5) NDR / failed delivery rate
The share of deliveries that didn’t happen: customer unavailable, wrong address, refusal, reschedule, closed location. Measured as % and by reasons. It matters because NDR directly turns into repeat trips, storage, returns, and load on support.
6) Returns rate and processing speed
How many orders get returned and how fast the item becomes available for sale again. Measured as % and cycle time in days.
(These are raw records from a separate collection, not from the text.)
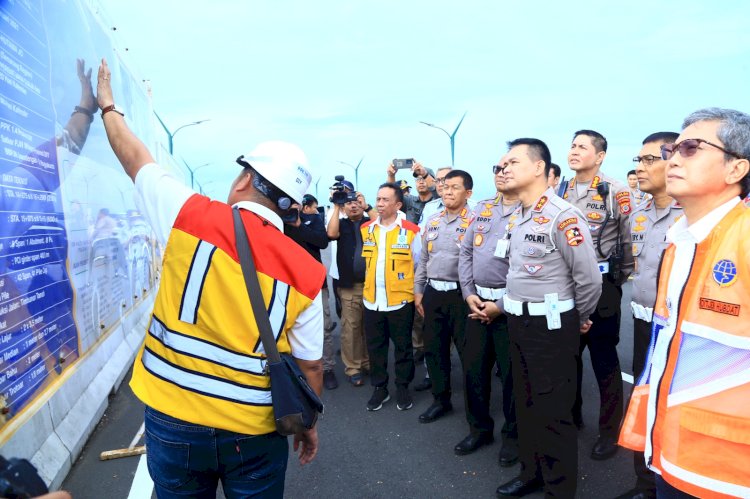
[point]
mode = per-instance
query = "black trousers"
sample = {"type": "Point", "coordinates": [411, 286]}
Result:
{"type": "Point", "coordinates": [380, 327]}
{"type": "Point", "coordinates": [444, 320]}
{"type": "Point", "coordinates": [544, 370]}
{"type": "Point", "coordinates": [602, 340]}
{"type": "Point", "coordinates": [641, 340]}
{"type": "Point", "coordinates": [487, 345]}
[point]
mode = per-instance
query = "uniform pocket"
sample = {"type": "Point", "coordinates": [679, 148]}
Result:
{"type": "Point", "coordinates": [534, 250]}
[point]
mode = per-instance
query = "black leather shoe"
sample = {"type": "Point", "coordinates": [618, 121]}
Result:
{"type": "Point", "coordinates": [423, 385]}
{"type": "Point", "coordinates": [604, 448]}
{"type": "Point", "coordinates": [638, 494]}
{"type": "Point", "coordinates": [472, 443]}
{"type": "Point", "coordinates": [508, 453]}
{"type": "Point", "coordinates": [518, 487]}
{"type": "Point", "coordinates": [436, 411]}
{"type": "Point", "coordinates": [578, 421]}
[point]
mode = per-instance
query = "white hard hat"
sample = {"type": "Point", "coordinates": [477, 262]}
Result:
{"type": "Point", "coordinates": [283, 164]}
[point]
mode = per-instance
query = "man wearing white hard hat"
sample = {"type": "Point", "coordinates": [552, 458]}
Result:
{"type": "Point", "coordinates": [201, 369]}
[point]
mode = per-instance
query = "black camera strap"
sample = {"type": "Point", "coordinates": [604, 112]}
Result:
{"type": "Point", "coordinates": [249, 272]}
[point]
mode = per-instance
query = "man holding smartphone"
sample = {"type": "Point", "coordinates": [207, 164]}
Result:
{"type": "Point", "coordinates": [424, 178]}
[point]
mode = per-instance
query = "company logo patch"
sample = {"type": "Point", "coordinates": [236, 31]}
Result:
{"type": "Point", "coordinates": [532, 269]}
{"type": "Point", "coordinates": [719, 306]}
{"type": "Point", "coordinates": [540, 204]}
{"type": "Point", "coordinates": [724, 273]}
{"type": "Point", "coordinates": [568, 222]}
{"type": "Point", "coordinates": [574, 236]}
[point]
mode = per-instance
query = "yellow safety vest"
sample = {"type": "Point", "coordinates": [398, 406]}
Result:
{"type": "Point", "coordinates": [202, 360]}
{"type": "Point", "coordinates": [399, 263]}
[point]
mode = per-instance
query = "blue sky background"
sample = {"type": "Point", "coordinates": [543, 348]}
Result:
{"type": "Point", "coordinates": [347, 80]}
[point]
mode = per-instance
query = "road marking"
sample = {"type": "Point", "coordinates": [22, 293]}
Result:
{"type": "Point", "coordinates": [142, 486]}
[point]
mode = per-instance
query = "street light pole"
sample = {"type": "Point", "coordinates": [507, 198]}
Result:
{"type": "Point", "coordinates": [171, 135]}
{"type": "Point", "coordinates": [451, 136]}
{"type": "Point", "coordinates": [356, 171]}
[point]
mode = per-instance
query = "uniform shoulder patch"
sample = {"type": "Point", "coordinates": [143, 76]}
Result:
{"type": "Point", "coordinates": [573, 236]}
{"type": "Point", "coordinates": [567, 223]}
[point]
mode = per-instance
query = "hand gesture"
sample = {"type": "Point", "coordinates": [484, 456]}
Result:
{"type": "Point", "coordinates": [309, 448]}
{"type": "Point", "coordinates": [88, 101]}
{"type": "Point", "coordinates": [103, 87]}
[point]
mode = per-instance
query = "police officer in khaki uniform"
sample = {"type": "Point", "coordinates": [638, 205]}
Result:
{"type": "Point", "coordinates": [606, 205]}
{"type": "Point", "coordinates": [437, 294]}
{"type": "Point", "coordinates": [482, 274]}
{"type": "Point", "coordinates": [649, 223]}
{"type": "Point", "coordinates": [552, 289]}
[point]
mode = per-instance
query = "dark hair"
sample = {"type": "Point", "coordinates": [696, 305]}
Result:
{"type": "Point", "coordinates": [538, 150]}
{"type": "Point", "coordinates": [662, 137]}
{"type": "Point", "coordinates": [465, 177]}
{"type": "Point", "coordinates": [600, 143]}
{"type": "Point", "coordinates": [396, 189]}
{"type": "Point", "coordinates": [555, 168]}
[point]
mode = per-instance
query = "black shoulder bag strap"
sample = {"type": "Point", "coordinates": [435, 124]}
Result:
{"type": "Point", "coordinates": [253, 289]}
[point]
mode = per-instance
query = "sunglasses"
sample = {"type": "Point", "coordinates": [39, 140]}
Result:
{"type": "Point", "coordinates": [647, 160]}
{"type": "Point", "coordinates": [688, 148]}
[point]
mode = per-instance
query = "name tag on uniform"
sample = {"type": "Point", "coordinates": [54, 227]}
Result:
{"type": "Point", "coordinates": [501, 250]}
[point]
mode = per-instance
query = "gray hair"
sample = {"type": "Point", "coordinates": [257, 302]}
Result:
{"type": "Point", "coordinates": [733, 132]}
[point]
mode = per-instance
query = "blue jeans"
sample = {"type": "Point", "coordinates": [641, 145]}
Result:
{"type": "Point", "coordinates": [188, 460]}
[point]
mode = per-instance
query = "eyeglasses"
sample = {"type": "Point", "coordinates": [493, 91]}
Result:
{"type": "Point", "coordinates": [648, 159]}
{"type": "Point", "coordinates": [688, 148]}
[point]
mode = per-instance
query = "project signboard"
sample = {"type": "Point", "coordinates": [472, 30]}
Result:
{"type": "Point", "coordinates": [74, 252]}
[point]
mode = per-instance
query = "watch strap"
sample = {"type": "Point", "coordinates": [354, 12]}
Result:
{"type": "Point", "coordinates": [109, 108]}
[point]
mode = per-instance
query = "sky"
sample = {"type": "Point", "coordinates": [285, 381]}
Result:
{"type": "Point", "coordinates": [351, 80]}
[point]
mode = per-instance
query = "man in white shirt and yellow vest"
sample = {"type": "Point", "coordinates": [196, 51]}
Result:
{"type": "Point", "coordinates": [390, 247]}
{"type": "Point", "coordinates": [690, 411]}
{"type": "Point", "coordinates": [201, 371]}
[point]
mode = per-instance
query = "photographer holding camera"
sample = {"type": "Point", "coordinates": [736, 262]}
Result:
{"type": "Point", "coordinates": [424, 178]}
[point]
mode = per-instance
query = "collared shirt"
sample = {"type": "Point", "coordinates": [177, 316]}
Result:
{"type": "Point", "coordinates": [595, 208]}
{"type": "Point", "coordinates": [442, 240]}
{"type": "Point", "coordinates": [160, 196]}
{"type": "Point", "coordinates": [477, 262]}
{"type": "Point", "coordinates": [649, 234]}
{"type": "Point", "coordinates": [381, 303]}
{"type": "Point", "coordinates": [551, 252]}
{"type": "Point", "coordinates": [435, 206]}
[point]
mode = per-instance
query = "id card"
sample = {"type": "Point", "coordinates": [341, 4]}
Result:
{"type": "Point", "coordinates": [501, 250]}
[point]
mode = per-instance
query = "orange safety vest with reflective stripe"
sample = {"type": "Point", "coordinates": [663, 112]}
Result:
{"type": "Point", "coordinates": [202, 360]}
{"type": "Point", "coordinates": [690, 412]}
{"type": "Point", "coordinates": [399, 262]}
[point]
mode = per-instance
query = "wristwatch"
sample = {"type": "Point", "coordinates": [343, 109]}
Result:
{"type": "Point", "coordinates": [83, 110]}
{"type": "Point", "coordinates": [112, 107]}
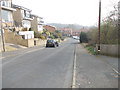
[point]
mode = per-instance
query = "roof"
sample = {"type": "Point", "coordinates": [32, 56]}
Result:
{"type": "Point", "coordinates": [36, 16]}
{"type": "Point", "coordinates": [21, 7]}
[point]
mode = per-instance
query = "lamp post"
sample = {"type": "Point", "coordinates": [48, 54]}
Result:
{"type": "Point", "coordinates": [99, 22]}
{"type": "Point", "coordinates": [2, 36]}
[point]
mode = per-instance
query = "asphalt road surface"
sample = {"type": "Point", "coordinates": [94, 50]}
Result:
{"type": "Point", "coordinates": [42, 68]}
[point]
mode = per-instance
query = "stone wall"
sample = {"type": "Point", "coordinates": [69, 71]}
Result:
{"type": "Point", "coordinates": [111, 50]}
{"type": "Point", "coordinates": [11, 37]}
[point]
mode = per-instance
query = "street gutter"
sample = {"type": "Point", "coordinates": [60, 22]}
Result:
{"type": "Point", "coordinates": [74, 70]}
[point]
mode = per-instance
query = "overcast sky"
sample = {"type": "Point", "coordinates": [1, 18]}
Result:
{"type": "Point", "coordinates": [83, 12]}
It matters because returns are “reverse last mile,” usually even more expensive and complex.
| Factor | How it increases last-mile cost | What to control |
|---|---|---|
| Low drop density | More driving and time between deliveries | Zoning, consolidation, selecting services by area |
| Delivery failures (NDR) | Repeat attempts, storage, support | Address validation, time windows, contact confirmation, notifications |
| Long stop time | Fewer deliveries per shift | Handover procedure, pickup points/lockers, route preparation |
| Complex geography (city center / private housing areas) | Parking, entrances, traffic restrictions | Delivery type by zones, schedules, micro-hubs |
| Returns | Double logistics and handling | Returns policy, pre-shipment QC, analyzing reasons |
Focusing on door-to-door delivery as the main channel
When it fits: premium service, products where convenience matters (bulky items, expensive SKUs), strong competition on delivery experience, a customer base with predictable windows.
Pros: high service level; less friction for the customer; easier to manage the end-to-end impression.
Limitations: the most expensive model with low density and high NDR; scales poorly into “difficult” zones.
Risks: if confirmations, windows, and communications aren’t tuned, costs start growing not linearly, but emotionally.
Mixed model: pickup points/lockers + door delivery for selected segments
When it fits: an online store with a broad assortment, many “small parcel” orders, regions/sleeping districts, the need to reduce last-mile costs without losing control.
Pros: higher handover density (many orders at one point); lower failure rate; easier planning.
Limitations: some customers don’t like self-pickup; you need clear communication and incentives to choose pickup points.
Risks: if pickup points are overloaded or inconvenient, you’ll get dissatisfaction and increased support load.
Scenario 1: baseline — a city with many deliveries in the center; high NDR due to parking and “couldn’t reach.” Actions — introduced mandatory windows, time confirmation before dispatch, increased pickup point share in the central zone, and kept door delivery for bulky items. Result — fewer repeat attempts, and couriers started completing more handovers per shift.
Scenario 2: baseline — residential districts with high density, but long stop time due to entrances and waiting. Actions — standardized handover via code, added structured notes (entrance/floor/intercom), implemented the “reschedule before dispatch” rule. Result — stop time decreased, and the first-attempt delivery rate grew. We’ve worked in this field for over 13 years, and sometimes “last-mile optimization” isn’t fancy software—it’s discipline in details everyone is too lazy to do. That’s the catch.
1) Why is last mile more expensive than long-haul even though the distance is shorter?
Because you pay not for kilometers, but for time and uncertainty: many stops, small batches, complex handover conditions, and a high risk of repeat attempts.
2) Where to start optimizing if resources are limited?
Start with NDR and stop time. Two simple levers: improve address/contact quality and reduce waiting (windows, notifications, reschedule before dispatch). This often gives the fastest effect without “rebuilding the world.”
3) Are pickup points and lockers always cheaper?
Often cheaper in areas with poor parking and high NDR, but not universally. If your product requires door service or your segment expects it, the model should be mixed: pickup points as the main channel where it’s rational, and couriers where it’s justified.